The data harvested can be used to help prevent further crimes. Aside from making sure you observe curfews, the tags can tell if drug addicts stray into streets where they could score or track whether domestic abusers stray too close to their ex-partner's home.
But modern tags such as the ExacuTrack AT go way beyond monitoring movements. Some systems can detect physiological changes such as the presence of alcohol or drugs in your blood. In the future, there may even be ways of detecting sexual arousal and gathering other forms of bio-data that may indicate probation infringement. But the psychological effects of such constant, intrusive monitoring could arguably be seen as a kind of wearying, low-level mental torture.
The UK government is now planning to introduce similar tags for British prisoners on their release. While announced alongside other prison reforms that were seen as surprisingly liberal, the move towards greater use of tagging reveals a worrying incursion into the rights of prisoners. But it could also have wider ramifications for those of us who are unlikely to get sent down.
The power of HOPE
The Ministry of Justice wants to follow the US model of sentencing called HOPE (Hawaii's Opportunity Probation with Enforcement). This was set up in 2004 as a way of reducing reoffending rates by tagging released prisoners and randomly asking them to check in with their probation officers for frequent updates. If they failed to show up, they were sent back to jail for a few days. The results appear to have been astonishing. For example, the rate of reoffending among drug users who were tagged and released fell by 93% in comparison to an untagged test group.
Although electronic tagging was not initially a main element of the program, over the years electronic and now digitised tagging have become an essential part of HOPE, which is now widespread in the US. It is clear that the success of HOPE is at least partly dependant on the digital enhancement of electronic tagging and other innovations in areas such as GPS, biometrics and geoprofiling.
But tagging raises all sorts of ethical questions. As well as the invasion of privacy created by the monitoring of what's happening inside people's bodies, there is also the touchy issue of data harvesting.

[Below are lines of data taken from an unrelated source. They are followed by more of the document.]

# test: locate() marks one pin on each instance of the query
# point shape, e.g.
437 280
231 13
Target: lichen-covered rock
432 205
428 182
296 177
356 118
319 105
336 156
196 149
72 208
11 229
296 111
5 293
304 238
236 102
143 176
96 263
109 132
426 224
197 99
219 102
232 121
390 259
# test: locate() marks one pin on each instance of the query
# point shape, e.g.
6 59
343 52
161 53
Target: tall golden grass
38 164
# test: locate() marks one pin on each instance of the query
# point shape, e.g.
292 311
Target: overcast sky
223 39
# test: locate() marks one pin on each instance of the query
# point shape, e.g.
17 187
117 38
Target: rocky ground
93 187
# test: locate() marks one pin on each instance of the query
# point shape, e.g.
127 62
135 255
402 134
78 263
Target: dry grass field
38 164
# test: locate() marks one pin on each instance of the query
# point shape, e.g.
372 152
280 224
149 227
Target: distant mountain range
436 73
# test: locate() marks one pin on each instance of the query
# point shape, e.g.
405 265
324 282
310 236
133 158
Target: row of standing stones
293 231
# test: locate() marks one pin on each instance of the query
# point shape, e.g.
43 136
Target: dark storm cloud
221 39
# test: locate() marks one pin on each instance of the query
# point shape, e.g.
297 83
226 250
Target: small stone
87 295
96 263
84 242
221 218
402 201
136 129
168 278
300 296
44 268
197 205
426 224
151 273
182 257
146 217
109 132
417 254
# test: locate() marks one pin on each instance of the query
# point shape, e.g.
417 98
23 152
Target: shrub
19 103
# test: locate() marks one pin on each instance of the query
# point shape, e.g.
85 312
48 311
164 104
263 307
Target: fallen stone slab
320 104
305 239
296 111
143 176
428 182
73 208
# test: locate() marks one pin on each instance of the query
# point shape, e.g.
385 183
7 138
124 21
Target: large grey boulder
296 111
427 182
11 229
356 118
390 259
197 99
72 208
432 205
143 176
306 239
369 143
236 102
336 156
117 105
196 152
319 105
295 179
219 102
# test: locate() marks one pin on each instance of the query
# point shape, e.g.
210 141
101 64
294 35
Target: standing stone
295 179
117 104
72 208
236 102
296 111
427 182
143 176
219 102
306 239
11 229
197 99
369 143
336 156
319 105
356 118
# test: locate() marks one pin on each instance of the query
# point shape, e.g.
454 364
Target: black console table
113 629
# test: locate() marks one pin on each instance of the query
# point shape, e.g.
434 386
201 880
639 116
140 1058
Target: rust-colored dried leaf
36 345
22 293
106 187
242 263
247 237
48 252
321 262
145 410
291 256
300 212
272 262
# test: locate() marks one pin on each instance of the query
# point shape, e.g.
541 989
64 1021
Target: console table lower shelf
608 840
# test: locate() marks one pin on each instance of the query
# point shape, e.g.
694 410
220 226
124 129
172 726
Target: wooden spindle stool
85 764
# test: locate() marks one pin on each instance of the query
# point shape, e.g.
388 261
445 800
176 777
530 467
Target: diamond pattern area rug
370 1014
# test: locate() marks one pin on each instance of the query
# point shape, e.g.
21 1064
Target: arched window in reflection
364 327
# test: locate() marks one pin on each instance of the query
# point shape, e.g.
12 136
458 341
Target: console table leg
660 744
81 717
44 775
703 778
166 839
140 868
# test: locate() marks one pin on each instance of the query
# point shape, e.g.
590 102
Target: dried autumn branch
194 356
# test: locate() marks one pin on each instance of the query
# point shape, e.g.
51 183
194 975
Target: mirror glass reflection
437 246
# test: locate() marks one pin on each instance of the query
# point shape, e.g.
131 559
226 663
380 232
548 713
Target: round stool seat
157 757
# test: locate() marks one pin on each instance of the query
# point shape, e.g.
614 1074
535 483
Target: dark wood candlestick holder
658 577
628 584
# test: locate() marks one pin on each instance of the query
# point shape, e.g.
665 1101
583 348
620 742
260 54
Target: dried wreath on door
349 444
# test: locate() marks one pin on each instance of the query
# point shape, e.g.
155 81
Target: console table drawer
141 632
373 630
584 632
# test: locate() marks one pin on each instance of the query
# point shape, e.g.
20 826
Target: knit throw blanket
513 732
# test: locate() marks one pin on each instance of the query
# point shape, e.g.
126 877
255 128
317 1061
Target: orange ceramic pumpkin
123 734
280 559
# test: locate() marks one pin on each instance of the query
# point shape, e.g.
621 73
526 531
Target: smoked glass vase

There are already real concerns that the data harvested by wearable fitness devices will be sold on, stolen or used for other purposes.
For example, the Cleveland Clinic hospital in Ohio recently used biometric data harvested from its employees to impose large hikes in their insurance premiums if it was deemed they were damaging their health through lifestyle choices. These concerns are so prevalent in the industry that recently the chair of the Federal Trade Commission, America's top privacy regulator, reportedly said she refused to wear a fitness tracker because of concerns relating to possible sharing of her biometric data.

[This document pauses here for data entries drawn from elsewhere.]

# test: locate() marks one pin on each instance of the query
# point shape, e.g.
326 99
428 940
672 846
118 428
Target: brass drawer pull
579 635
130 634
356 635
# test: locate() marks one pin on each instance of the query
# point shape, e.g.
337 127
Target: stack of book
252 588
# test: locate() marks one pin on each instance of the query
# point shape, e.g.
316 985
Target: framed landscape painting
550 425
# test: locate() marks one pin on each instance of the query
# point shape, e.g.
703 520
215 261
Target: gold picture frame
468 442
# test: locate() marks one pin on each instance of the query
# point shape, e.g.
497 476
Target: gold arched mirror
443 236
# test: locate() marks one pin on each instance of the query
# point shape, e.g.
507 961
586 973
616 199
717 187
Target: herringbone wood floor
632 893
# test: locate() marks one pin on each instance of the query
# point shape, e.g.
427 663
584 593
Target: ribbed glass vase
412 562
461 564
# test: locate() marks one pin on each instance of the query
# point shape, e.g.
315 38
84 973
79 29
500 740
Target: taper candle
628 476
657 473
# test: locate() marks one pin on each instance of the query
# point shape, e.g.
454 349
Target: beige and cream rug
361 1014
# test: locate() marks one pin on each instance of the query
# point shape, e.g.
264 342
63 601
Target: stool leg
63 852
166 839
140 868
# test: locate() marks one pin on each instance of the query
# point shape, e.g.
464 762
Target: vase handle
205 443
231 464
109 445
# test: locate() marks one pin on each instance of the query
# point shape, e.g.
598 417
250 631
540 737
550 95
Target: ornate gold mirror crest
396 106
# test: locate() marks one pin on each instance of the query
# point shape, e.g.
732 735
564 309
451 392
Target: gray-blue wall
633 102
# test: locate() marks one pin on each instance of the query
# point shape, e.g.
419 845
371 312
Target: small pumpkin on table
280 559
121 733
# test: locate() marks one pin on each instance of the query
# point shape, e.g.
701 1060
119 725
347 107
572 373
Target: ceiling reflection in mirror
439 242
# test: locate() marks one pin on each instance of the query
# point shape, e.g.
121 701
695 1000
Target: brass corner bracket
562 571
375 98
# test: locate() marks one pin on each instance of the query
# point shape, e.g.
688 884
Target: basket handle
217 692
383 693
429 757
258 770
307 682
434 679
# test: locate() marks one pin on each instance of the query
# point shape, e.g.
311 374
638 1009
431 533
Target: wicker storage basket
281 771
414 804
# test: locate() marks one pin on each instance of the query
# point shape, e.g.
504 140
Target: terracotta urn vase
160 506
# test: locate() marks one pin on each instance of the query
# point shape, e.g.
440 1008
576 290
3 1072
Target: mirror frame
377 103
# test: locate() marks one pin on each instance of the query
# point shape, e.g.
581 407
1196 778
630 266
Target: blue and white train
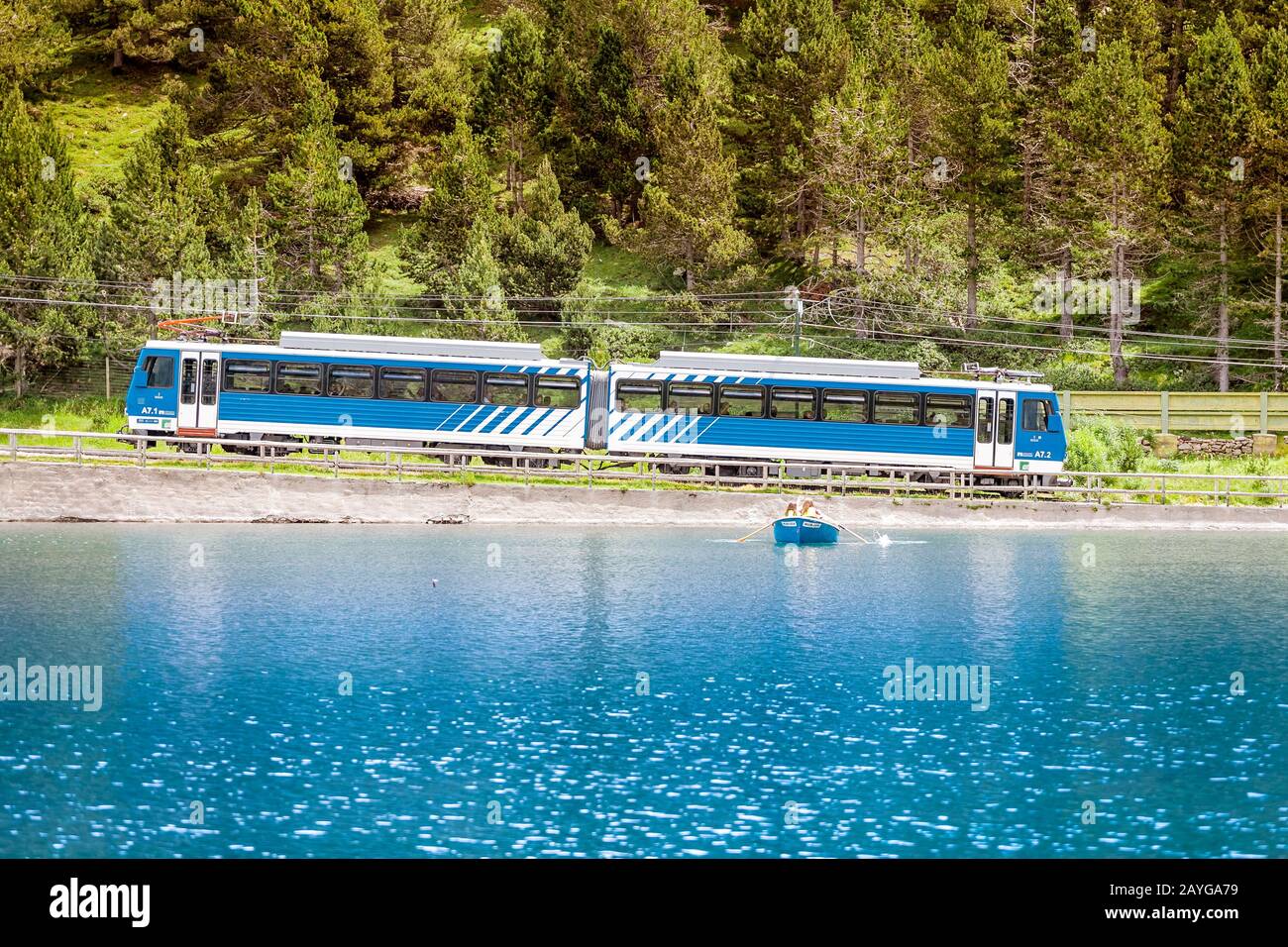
724 408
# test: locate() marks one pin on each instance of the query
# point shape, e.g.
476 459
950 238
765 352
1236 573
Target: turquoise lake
307 690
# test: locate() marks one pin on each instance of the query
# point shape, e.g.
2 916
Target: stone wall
1183 445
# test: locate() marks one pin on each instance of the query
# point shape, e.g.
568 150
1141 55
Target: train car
364 392
875 415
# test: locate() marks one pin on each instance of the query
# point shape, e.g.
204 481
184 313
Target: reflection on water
604 692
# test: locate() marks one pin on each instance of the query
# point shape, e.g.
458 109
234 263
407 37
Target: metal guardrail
653 472
1171 411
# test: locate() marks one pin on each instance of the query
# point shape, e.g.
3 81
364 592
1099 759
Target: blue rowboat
804 531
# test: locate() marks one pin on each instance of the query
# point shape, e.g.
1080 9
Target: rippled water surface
645 692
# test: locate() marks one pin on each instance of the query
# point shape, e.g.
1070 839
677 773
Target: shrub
1104 445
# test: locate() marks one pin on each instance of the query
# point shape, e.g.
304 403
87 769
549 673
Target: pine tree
511 97
475 299
317 213
691 201
1052 58
859 153
359 68
268 60
1214 124
798 53
542 249
897 42
44 235
1270 169
35 43
161 214
430 68
974 131
610 131
459 193
248 248
1113 146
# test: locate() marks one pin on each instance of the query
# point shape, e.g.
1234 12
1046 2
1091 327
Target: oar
752 534
862 539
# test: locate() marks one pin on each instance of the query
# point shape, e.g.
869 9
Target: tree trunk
1065 303
20 369
971 265
861 245
1223 315
518 178
1279 294
1116 315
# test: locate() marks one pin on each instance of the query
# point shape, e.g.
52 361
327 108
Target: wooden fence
1234 412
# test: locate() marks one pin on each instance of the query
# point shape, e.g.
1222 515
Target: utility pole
797 330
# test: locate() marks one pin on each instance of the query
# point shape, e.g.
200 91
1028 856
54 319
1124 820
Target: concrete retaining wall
46 492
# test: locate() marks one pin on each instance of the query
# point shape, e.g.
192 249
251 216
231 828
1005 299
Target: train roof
793 365
815 368
357 346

Data harvested from prisoners is also at risk from being misused – and the difference is they can't refuse to wear their tags. Yet, the rise of electronic tagging comes with a warning to those outside the justice system of how their lives might come to controlled by digital bracelets in a similar way.

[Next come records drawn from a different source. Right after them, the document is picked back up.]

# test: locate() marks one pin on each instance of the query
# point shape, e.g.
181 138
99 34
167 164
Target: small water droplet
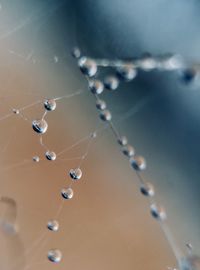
40 126
128 151
50 104
96 87
36 159
75 174
122 141
67 193
50 155
87 66
53 225
105 115
111 83
100 105
138 163
147 189
54 255
158 212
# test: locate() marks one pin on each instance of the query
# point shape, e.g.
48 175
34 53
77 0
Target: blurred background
107 224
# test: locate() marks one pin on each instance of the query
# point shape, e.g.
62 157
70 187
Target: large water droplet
158 212
67 193
75 174
106 115
54 255
96 87
50 104
50 155
87 66
40 126
111 82
53 225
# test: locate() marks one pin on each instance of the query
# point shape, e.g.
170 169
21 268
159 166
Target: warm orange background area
107 224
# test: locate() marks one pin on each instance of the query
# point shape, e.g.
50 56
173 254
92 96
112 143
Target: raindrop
158 212
100 105
53 225
111 82
36 159
147 189
96 87
138 163
54 255
50 155
87 66
128 151
75 174
122 141
67 193
50 104
105 115
40 126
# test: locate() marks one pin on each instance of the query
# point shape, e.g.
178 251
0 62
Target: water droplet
67 193
100 104
105 115
15 111
50 155
122 141
75 174
158 212
54 255
96 87
128 151
50 104
76 53
138 163
53 225
40 126
87 66
192 262
127 72
147 189
111 82
36 159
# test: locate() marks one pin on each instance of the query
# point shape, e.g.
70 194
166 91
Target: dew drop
75 174
96 87
53 225
127 72
138 163
36 159
111 82
50 104
54 255
122 141
128 151
87 66
147 190
105 115
40 126
50 155
158 212
76 53
100 105
67 193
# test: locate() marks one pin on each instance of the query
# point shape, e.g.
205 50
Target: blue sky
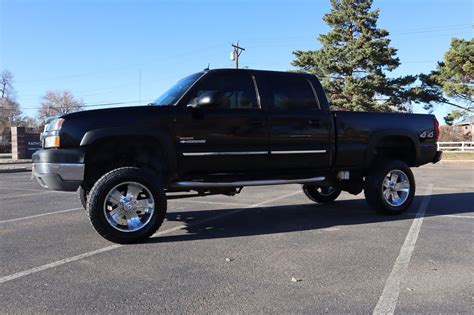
97 49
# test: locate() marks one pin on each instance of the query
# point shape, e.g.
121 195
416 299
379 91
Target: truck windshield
171 96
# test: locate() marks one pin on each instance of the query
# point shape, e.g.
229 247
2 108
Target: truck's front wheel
390 187
126 205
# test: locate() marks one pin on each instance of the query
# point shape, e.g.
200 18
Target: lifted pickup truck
217 131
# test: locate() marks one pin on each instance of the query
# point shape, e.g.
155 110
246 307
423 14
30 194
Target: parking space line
457 216
213 202
26 195
20 188
39 215
389 298
112 247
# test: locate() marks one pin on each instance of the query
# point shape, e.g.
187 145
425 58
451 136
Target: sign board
24 144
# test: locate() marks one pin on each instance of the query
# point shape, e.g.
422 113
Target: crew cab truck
217 131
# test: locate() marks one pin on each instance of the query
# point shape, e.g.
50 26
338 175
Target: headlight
51 134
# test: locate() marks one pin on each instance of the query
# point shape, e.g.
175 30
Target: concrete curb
8 162
14 170
460 161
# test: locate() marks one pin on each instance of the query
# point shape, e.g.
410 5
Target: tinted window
171 96
290 92
238 90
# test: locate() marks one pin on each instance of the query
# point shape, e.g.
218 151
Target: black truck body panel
261 140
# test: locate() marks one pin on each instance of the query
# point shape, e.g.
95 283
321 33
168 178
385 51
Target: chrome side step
191 184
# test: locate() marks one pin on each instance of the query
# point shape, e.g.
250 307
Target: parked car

As the UK government's reforms show, jails are no longer lock-ups but rehabilitation hubs. Once released, your life on the outside is perpetually monitored and observed via the virtual prison of your digital tag. As mentioned, a growing number of private companies are issuing their employees with wearable fitness trackers with a similar aim of monitoring their lifestyle to ensure they meet the firm's healthy living standards.
Some employers have even tried to introduce more draconian surveillance of their staff's biodata, for example to determine if they are pregnant. This mirrors the situation already at play in Japan, where companies are tasked with regulating the waistlines of their employees and face fines if they fail to comply.
What prisons and some companies have in common is that they are centres of power and control. They claim to want to make you a better person, but only in return for access to your most personal data under their terms. In future, prisoners and workers alike may be stuck in a state of perpetual probation, trying their best, day after day, to live up to the expectations of their superiors. If they don't, they face betrayal by their bracelets and the prospect of being called up to someone important to explain their biological failings.